There’s many ways of defining an object/models material properties, the material should consist of normal maps, ambient texture maps, specular maps, and many others. Usually it’s best to have each model define them before they’re rendered on their own.

Speeding up small, object lights
If you want to take it a step further you can add functionality where the light only renders it’s children, which is super cool to do if you want some nodes to only render on one object, like lights on a character.

Speeding up shadow maps:
Add two different root nodes, one for dynamic objects and one for the static objects. The dynamic objects are rendered to a low-res shadow map every frame for each light, and the static ones are only rendered every time there’s a change in the configuration of it’s child nodes.

I may have some old code laying around, PM me if you’d like some help with this as I’ve had a little experience with lighting stuffs.

Ecumene

Thanks, there is a lot of good information there. For the scene graph points, I am already using a scene graph for rendering and already have an idea for how to integrate light in to that. What you have said though does provoke some other thoughts which I will take in to consideration when I get to that phase.

You are correct in thinking I am going to use opengl, but my questions are implementation independent.
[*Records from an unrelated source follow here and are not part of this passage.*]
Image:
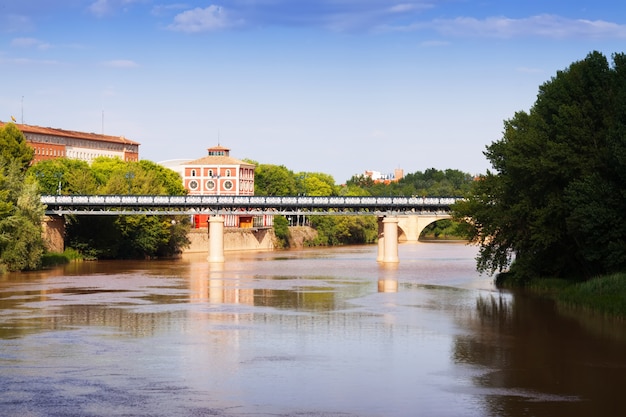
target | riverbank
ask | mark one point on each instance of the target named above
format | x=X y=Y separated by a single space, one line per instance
x=603 y=296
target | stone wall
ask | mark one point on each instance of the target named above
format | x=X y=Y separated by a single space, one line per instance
x=234 y=239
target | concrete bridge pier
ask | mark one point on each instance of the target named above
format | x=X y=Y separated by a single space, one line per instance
x=216 y=239
x=54 y=233
x=389 y=238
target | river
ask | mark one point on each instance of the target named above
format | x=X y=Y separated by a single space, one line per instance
x=319 y=332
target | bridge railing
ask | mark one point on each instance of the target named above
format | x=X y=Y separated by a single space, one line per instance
x=63 y=204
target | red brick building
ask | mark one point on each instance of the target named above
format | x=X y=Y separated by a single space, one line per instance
x=51 y=143
x=220 y=174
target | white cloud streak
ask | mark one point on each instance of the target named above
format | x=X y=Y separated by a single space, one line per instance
x=206 y=19
x=543 y=26
x=120 y=63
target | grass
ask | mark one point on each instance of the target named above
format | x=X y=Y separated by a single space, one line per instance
x=50 y=259
x=604 y=295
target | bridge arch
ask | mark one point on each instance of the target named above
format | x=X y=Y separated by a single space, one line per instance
x=410 y=227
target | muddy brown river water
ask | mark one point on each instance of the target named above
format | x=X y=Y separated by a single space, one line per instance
x=321 y=332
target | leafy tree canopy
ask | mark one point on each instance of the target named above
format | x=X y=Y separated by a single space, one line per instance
x=555 y=200
x=21 y=212
x=118 y=236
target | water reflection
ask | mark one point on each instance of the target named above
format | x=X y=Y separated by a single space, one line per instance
x=388 y=279
x=536 y=362
x=331 y=330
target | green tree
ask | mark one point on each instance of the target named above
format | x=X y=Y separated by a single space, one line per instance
x=118 y=236
x=21 y=215
x=13 y=146
x=554 y=201
x=274 y=180
x=315 y=184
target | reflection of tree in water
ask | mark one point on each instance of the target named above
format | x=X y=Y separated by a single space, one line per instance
x=538 y=362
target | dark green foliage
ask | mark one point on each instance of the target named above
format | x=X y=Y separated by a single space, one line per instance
x=430 y=183
x=114 y=237
x=273 y=180
x=21 y=213
x=555 y=201
x=344 y=230
x=13 y=146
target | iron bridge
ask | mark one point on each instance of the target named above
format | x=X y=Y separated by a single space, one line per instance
x=221 y=204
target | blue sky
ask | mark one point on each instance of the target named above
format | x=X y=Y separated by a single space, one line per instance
x=333 y=86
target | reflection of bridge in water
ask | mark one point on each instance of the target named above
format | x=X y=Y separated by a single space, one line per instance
x=398 y=216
At the moment I am less interested in how to do it, I want to understand what information in required for each component and what information comes out. Example lighting types would require light position and other similar properties depending on the actual type, is the resulting output an intensity value? Its this type of information I would like. I’ve read a fair bit but all the examples I see are complete solutions.